教えて内藤先生 第21回 「感染した歯があると自分じゃなくなる?」

この連載について
歯科医と患者さんとの間にはギャップがある。それが不満や後悔につながることも多い。歯科医の内藤は、そのギャップを埋めるため週に一度、落ち着いて患者さんと話せる時間をつくることにした。するとそこに毎週訪れるようになった小学5年生のゆめは君。内藤とゆめは君。患者さんからのご質問やご意見をもとにした2人の気さくな会話から、歯科医の常識や日常がみえてくる。歯科医と患者さんのギャップを埋め、お互いに後悔のない歯科医療を選択するための情報が満載。


内藤先生
話せる歯科医

ゆめは君
辛口な小学校5年生

内藤先生
なんで歯を抜かなきゃなのかっていったら、細菌感染の影響が止められないからっていう話したよね?

ゆめは君
うん。たぶんしてたと思う。

内藤先生
細菌感染した歯の影響について話しようと思うんだけど。その前に・・・。

ゆめは君
その前に?

内藤先生
人って、生きていれば、普通腐っていかないんだけど、死んでしまうと、すぐに腐ってしまうんだよ。

ゆめは君
たしかにね。でもなんでなの?

内藤先生
生きていれば免疫力があるから、細菌が多少入ってきても腐らない。

ゆめは君
めんえきりょく?

内藤先生
そう。免疫って、外敵から体を守る体の仕組みのこと。その力が免疫力で、健康を維持するにはとても大事な力なんだよ。抵抗力って言っても良いけどね。

ゆめは君
死んじゃうと、その免疫力がなくなる?

内藤先生
そうだよ。
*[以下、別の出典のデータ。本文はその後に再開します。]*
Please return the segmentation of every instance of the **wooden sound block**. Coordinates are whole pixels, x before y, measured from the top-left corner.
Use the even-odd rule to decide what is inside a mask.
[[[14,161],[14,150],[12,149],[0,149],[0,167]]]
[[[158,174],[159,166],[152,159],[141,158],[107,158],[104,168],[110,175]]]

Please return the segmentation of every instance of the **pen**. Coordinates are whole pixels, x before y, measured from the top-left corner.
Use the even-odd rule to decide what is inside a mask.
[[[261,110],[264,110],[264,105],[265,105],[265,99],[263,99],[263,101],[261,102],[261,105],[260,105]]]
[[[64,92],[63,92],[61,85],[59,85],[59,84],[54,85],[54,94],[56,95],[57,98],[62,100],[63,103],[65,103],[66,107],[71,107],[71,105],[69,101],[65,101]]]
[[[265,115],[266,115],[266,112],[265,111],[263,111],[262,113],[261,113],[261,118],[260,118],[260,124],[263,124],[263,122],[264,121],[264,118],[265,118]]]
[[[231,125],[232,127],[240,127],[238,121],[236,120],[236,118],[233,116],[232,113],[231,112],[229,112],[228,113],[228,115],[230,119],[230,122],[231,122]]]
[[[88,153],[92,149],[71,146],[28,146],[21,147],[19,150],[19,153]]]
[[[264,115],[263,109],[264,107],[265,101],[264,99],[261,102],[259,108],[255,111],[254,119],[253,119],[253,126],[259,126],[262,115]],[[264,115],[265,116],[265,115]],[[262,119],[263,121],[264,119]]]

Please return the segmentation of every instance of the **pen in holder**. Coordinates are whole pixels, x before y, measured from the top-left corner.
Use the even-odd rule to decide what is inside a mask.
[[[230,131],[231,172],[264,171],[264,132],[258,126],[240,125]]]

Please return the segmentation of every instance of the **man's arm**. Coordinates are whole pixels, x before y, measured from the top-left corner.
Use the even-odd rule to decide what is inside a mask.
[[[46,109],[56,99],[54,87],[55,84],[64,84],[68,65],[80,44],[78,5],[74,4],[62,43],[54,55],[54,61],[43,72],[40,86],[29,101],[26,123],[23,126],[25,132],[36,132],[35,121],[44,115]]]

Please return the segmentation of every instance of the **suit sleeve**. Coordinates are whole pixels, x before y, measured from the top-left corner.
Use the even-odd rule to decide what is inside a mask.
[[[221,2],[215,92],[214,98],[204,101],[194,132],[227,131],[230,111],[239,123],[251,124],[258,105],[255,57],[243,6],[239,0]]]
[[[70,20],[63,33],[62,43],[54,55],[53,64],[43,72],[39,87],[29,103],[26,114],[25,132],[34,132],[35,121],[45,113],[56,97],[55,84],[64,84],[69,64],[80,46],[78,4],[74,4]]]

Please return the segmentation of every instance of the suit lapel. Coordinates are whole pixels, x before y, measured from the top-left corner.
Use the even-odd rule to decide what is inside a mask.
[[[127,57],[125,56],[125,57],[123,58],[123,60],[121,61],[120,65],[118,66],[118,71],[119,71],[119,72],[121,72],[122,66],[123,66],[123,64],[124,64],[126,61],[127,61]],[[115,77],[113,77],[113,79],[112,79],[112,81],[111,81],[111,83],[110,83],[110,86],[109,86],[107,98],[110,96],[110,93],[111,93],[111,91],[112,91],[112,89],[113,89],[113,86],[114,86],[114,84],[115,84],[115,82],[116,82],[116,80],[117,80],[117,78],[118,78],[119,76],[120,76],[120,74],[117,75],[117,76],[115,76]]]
だから体の中で細菌がどんどん増えて、体が腐っていくんだよ。

ゆめは君
でも最近の日本人は、防腐剤が入っている食べ物をいっぱい食べてるから腐りにくいって聞いたことあるけど?

内藤先生
え?よくそんな話知ってるね?確かにそういうことを言っている人もいるみたいだね。

ゆめは君
ちがうの?

内藤先生
どうなのかな?一見あり得そうだし、先生が研修医時代に、そんなことを言っている医師もいたね。

ゆめは君
お医者さんが言ってるなら本当なのかな?

内藤先生
いやそうでもないと思うよ。真剣に調べて言ってるわけじゃないと思うし。たぶんそれを証明するようなデータは無いと思う。

ゆめは君
もし本当なら、歯を残すためには、防腐剤入りの食べ物をたくさん食べたら良いってことになるよね?

内藤先生
そうだね。でもそれならもはや防腐剤食べたら早いね?

ゆめは君
ん?なんかおかしいね。

内藤先生
で、話を戻すけど。

ゆめは君
すみません、どうぞ。

内藤先生
なんで歯を抜かなきゃなのかっていったら、細菌感染の影響を止められないからって言ったよね?

ゆめは君
あ、最初まで戻るのね。

内藤先生
前置きが長かったね。その状況っていうと、細菌たちに免疫力が負けて、どんどん腐っちゃうっていうイメージだと思うんだけど。

ゆめは君
免疫力が高ければ、腐っていかないんだよね?

内藤先生
たしかに、免疫力が高くて、細菌たちに打ち勝っていれば、そこが腐っていくわけじゃないけど、じゃあ腐っていかなければ良いのかっていうとそうでもないんだよね。

ゆめは君
またややこしい話してるね。

内藤先生
免疫が戦ったときに出る物質とかが、体の別の病気を引き起こしやすくしたり、ある細菌なんかは体に入って、その人の体の一部を変化させることもあるんだ。

ゆめは君
体の一部を変化させる?そうするとどうなるの?

内藤先生
免疫って、外敵は攻撃するけど、自分のことは攻撃しないようになってるんだよ。

ゆめは君
あ、なるほど。

内藤先生
だからちゃんと、自分と自分以外を見分けることができることが大事。

ゆめは君
あ、わかった!自分の体の一部が変化させられたら、自分じゃなくなっちゃう。

内藤先生
そう。さすがだね。で、外敵だと判断して、攻撃しちゃう。本当は自分なのに。

ゆめは君
そうすると?

内藤先生
関節リウマチなどの免疫異常の病気になっちゃう。それにアルツハイマー型の認知症などもそういうことが関係していると言わているんだ。

ゆめは君
そうなんだ。そんなに体に影響があるのなら、ほんと歯だけのこと考えてたらだめだね。